Demitologi, pertama kali dikembangkan oleh Rudolf Karl Bultmann seorang teolog Jerman. Dia menganggap berita seputar Yesus Kristus banyak mitosnya. Misal, soal kebangkitan. Bagi Bultmann Yesus Kristus tak sungguh-sungguh bangkit, itu hanya keyakinan para murid. Jadi kebangkitan Yesus Kristus tidak historis, itu subyektivitas para murid. Namun, fakta kebangkitan Yesus Kristus terlalu banyak untuk diragukan. Tapi dapat dipahami pemahaman Bultmann dalam berdialog dengan jamannya, era rasionalisme. Dia harus merumuskan fakta historis, dan demitologi adalah usahanya. Sejarah terus bergulir, kebenaran Alkitab tak terbantah. Tapi jangan lupa tugas yang kita emban untuk menghadirkan penafsiran yang elegan, tak asal yakin, tak asal mujizat, tak asal berkat. Gereja harus mampu berdialog dengan jamannya, dan terus-menerus memperbaharui diri dengan kebenaran Alkitab.
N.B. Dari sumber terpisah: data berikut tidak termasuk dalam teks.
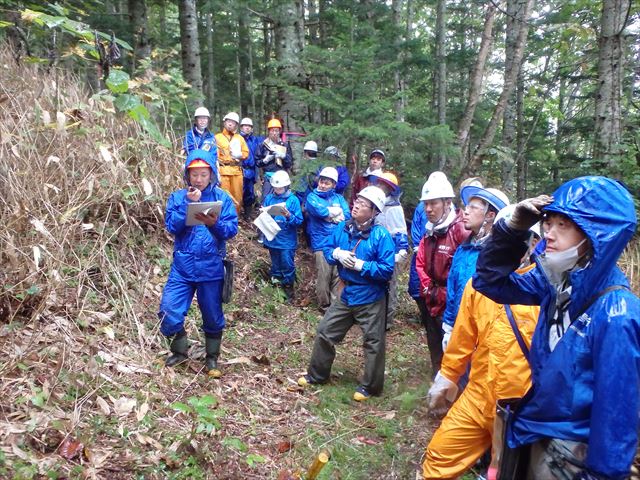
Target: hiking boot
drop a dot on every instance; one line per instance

Suzana yang dikasihi Tuhan!
Saya setuju kita bersikap kritis, mengurai dengan teliti, dan membersihkan dengan hati-hati, agar tak membuang yang tidak salah. Betapa pentingnya membangun sikap kritis dengan dialog terbuka, dan tidak perlu menutupinya. Namun bahwa banyak umat berjalan terseok-seok, bahkan tersandung, dan menyandung, itu adalah fakta yang harus dibenahi. Kekristenan bukan keyakinan yang diobral, melainkan kasih Allah yang memilih, menghampiri, umat yang dikasihi-Nya. Semoga gereja tahu menempatkan diri dan tidak melakukan “sale Injil”.
Selamat beragama tanpa promosi diri.